Well, I can’t help but come back with just a little more. You see, in the course of digging into Ms. Boyd’s views on the subject, I came upon another set of her insights that I found very interesting. It was her take on kids and online privacy.
Now, if you’re thinking, “Kids these days don’t worry about privacy,” then you’re already heading in the right direction. An average adult will likely reason that if kids were concerned with privacy, they wouldn’t be tweeting out everything from their innermost dreams to where they’re going after school to the fact that they just had Fruit Loops for breakfast. Let’s face it, online discussion, shared pictures and other content is going to be public by default and it can only be private with a lot of effort.
Boyd, however, would say that the “kids don’t worry” part is a myth. She says that teens understand the public and private balance and they do indeed worry about privacy. However, it’s not so much the “my identity’s been stolen” type of worry that we might have, as much as it’s the “I can’t believe my mom is reading and commenting on my Facebook page” type.
So what are the teens doing? Well, the writer says that she found a growing trend in youthful online interactions: Rather than limit access to content, young people are limiting access to the posted content’s meaning.
Here’s how it works: Boyd tells a story of young girl who was separated from her friends but who had just broken up with her boyfriend and needed a little sympathy from her BFFs. The girl’s first thought is to share her misery through the lyrics of a favorite song, but then she realized that—uh oh—if she puts up some Emo song lyric, her mom will read it and probably think she’s suicidal.
So the girl gets around this mommy conundrum by posting the lyrics from an old movie she and her friends had seen together. She posts words from “Always Look on the Bright Side of Life,” a seemingly cheery tune that plays during the crucifixion scene in the Monty Python comedy Life of Brian. (If you don’t know Monty Python, just trust me, it’s not a happy moment.) When her mom sees the post, she instantly texts, “It looks like you’re having a great day!” The girl’s friends, however, catch the true meaning and send their missives of support.
With this approach, only your real friends get the true meaning of things.
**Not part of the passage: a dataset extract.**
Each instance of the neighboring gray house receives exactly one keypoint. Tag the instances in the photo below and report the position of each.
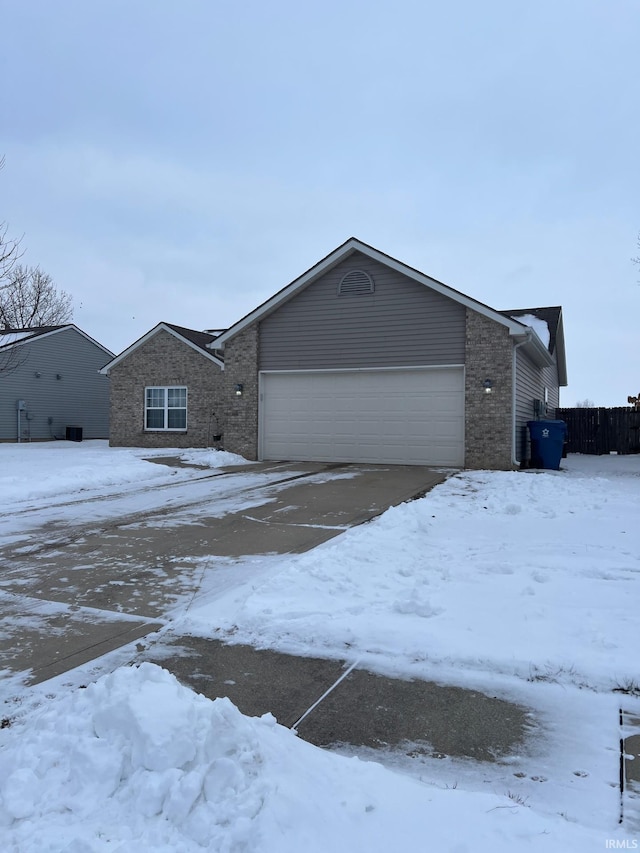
(365, 359)
(49, 381)
(166, 390)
It’s sort of a hidden code that Boyd says teens are almost instinctually developing in an effort to avoid prying eyes and hide in plain sight. Pig Latin for the digital set, if you will.
Now, perhaps you, dear reader, have been applying this kind of decoder ring thinking to all your online communiques for some time now. But I find it intriguing. And I plan to start scanning old Three Stooges shorts for ways to mask my credit information right away.